A provisional tax payer had a small business but went overseas so has no pay income.
He does have a property that he is renting out and will make a profit on this of R33,600 per year
He is married C.o.P. So presume on provisional tax form he will fill in R33,600 but how much tax will he have to pay in as SARS won't know till he completes yearly tax that this money is on rental income. there is no provision on the P6 to state this
I do hope someone can assist

----------


## BusFact

I stand to be corrected here, but my understanding is they don't care what type of income it is: salary / rental / interest.

Is this the IRP6 for hime personally or the cc?

The IRP6 asks for his estimated taxable income for the year.
If this is his personal income, you will submit an amount of tax to be paid as nil, as R33k is below the tax threshold.
If the income is for the cc, the tax to be paid for the year is 28% of the R33k.

You only explain in the tax return what the different types of income were from.

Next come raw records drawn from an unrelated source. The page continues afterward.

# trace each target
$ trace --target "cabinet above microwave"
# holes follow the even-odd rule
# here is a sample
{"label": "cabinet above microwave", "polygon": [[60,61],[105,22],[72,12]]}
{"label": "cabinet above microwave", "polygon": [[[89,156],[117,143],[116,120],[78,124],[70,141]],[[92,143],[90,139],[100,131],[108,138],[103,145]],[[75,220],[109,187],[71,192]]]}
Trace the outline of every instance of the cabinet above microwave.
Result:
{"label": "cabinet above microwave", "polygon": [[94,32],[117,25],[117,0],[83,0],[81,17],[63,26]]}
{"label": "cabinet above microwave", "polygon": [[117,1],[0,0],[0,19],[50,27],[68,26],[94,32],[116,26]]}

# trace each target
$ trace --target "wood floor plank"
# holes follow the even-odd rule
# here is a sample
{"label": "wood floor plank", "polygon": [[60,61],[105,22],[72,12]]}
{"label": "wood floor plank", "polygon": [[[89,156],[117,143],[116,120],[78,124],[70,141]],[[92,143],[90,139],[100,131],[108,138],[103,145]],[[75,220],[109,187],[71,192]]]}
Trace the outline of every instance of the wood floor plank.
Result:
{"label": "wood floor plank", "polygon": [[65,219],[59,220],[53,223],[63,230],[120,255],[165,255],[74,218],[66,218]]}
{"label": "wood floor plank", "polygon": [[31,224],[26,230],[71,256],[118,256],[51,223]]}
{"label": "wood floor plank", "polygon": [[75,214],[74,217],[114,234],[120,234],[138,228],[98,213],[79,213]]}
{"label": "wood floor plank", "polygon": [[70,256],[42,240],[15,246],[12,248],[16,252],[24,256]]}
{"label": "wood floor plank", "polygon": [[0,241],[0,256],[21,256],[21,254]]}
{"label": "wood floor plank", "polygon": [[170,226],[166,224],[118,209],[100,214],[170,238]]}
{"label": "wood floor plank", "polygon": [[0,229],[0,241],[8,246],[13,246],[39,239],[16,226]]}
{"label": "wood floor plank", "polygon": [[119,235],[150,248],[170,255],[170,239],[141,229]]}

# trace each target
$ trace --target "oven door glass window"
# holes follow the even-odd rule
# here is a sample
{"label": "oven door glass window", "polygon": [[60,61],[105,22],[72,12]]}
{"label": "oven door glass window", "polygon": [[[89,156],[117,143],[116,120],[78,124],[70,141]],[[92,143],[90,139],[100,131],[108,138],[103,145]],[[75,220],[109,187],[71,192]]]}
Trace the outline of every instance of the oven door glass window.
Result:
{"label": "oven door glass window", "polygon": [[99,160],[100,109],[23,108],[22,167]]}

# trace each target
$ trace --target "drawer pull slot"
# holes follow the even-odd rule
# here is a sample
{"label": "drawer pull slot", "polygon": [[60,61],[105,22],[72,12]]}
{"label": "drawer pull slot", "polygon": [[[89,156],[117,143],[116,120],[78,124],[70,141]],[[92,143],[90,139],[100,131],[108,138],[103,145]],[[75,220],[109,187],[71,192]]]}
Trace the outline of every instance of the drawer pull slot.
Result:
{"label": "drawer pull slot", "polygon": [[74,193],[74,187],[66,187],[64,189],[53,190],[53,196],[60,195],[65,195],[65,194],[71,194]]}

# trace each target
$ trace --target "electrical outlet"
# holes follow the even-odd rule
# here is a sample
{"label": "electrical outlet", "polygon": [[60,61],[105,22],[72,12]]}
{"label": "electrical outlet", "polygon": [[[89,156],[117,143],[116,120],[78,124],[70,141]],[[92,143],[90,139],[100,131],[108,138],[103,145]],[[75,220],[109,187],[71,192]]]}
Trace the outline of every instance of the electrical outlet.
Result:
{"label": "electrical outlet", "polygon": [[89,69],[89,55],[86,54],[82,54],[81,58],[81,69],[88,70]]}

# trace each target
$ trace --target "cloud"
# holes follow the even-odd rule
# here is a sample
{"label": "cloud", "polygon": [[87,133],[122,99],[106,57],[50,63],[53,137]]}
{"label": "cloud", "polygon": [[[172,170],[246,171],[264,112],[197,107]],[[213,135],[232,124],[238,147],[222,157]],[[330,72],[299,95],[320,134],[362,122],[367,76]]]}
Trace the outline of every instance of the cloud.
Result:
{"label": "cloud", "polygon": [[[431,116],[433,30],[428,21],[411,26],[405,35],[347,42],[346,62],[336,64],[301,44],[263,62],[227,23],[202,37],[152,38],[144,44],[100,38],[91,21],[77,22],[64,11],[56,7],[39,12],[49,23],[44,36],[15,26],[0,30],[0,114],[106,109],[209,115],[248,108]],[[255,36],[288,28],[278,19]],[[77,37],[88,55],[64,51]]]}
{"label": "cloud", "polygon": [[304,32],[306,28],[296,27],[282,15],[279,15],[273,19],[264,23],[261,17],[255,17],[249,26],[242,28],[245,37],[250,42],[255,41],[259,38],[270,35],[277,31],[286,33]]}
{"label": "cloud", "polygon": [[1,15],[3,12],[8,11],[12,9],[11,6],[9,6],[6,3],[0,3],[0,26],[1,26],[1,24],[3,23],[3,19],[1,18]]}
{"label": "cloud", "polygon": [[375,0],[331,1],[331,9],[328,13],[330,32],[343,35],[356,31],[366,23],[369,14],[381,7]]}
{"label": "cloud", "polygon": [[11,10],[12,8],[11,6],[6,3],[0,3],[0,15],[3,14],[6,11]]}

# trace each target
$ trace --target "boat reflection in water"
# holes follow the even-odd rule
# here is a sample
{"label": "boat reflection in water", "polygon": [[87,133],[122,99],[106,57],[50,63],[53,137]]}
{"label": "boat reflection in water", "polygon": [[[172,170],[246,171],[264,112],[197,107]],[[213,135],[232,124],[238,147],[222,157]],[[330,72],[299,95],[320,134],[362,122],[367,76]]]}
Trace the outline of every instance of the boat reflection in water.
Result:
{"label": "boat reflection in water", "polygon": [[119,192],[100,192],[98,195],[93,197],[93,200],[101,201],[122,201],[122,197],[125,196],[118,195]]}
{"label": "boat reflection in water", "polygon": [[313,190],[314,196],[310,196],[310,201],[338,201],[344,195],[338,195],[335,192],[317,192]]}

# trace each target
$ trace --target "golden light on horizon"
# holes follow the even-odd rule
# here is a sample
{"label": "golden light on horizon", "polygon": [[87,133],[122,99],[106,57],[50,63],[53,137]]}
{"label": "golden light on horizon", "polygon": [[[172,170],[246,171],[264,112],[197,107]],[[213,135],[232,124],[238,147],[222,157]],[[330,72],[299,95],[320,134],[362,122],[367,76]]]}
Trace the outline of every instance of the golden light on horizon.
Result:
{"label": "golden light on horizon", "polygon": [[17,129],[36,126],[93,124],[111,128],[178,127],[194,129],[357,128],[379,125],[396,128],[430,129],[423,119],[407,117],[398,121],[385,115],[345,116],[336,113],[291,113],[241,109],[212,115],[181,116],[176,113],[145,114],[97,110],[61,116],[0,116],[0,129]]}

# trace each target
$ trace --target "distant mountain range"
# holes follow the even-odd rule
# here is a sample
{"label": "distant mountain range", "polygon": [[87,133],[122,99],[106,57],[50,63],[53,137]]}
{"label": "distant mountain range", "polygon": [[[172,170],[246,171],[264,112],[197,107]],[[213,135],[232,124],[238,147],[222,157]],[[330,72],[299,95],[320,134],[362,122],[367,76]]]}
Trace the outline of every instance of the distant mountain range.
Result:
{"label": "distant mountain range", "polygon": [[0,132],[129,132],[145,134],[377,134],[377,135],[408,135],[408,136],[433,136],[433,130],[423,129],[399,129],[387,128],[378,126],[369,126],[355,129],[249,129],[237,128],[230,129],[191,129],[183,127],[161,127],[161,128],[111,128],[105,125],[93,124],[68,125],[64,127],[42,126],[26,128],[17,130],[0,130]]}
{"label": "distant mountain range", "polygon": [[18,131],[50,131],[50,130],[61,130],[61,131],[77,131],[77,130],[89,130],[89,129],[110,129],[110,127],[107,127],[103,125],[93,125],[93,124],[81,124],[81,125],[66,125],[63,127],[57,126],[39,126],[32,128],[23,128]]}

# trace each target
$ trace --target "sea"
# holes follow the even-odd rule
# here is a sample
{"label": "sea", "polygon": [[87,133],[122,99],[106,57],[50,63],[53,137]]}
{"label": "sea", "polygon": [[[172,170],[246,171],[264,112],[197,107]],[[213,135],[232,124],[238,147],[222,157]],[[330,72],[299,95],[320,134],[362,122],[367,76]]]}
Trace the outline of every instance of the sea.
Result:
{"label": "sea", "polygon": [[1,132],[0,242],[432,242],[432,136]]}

The IRP6 is simply you estimating what your total tax bill will be, without any breakdown.

----------


## mummy60

Hi Busfact,
Thanks so much for the reply.
There is no CC. He was just trying to run an unsuccessful business on his own previously and now no income except for rental for which this will be the first year.So he was just unsure how rental works. 
So the headache come in when filling in the yearly ITA34 I think it is.
Thanks so much for the help.

----------


## mummy60

Hi Just an afterthought. Will his wife need to register as a provisional tax payer. She has no income and therefore hasn't filled in returns.They married last year C.O.P.,but he has the rental income even though you say should be declared as Nil as he is below the tax threshold.
thanks again for your help.

----------


## Dave A

I suspect C.O.P applies to their assets, not their taxable income. Happily joint taxation was axed many years ago.

----------


## mummy60

Hi, now I'm completely confused.
I understood if married in community of property that any interest or rental profit is divided between both spouses.
Am I wrong on this? If not wrong does wife who has no income at all have to fill in a provisional tax form?
Thanks for any help

----------


## Dave A

Is the property registered in the name of one or both spouses?

----------


## mummy60

Hi, Thanks for your reply.
Only his name, he bought it before they were married, but I still thought once married in community of property then interest and rental is split 50-50??

----------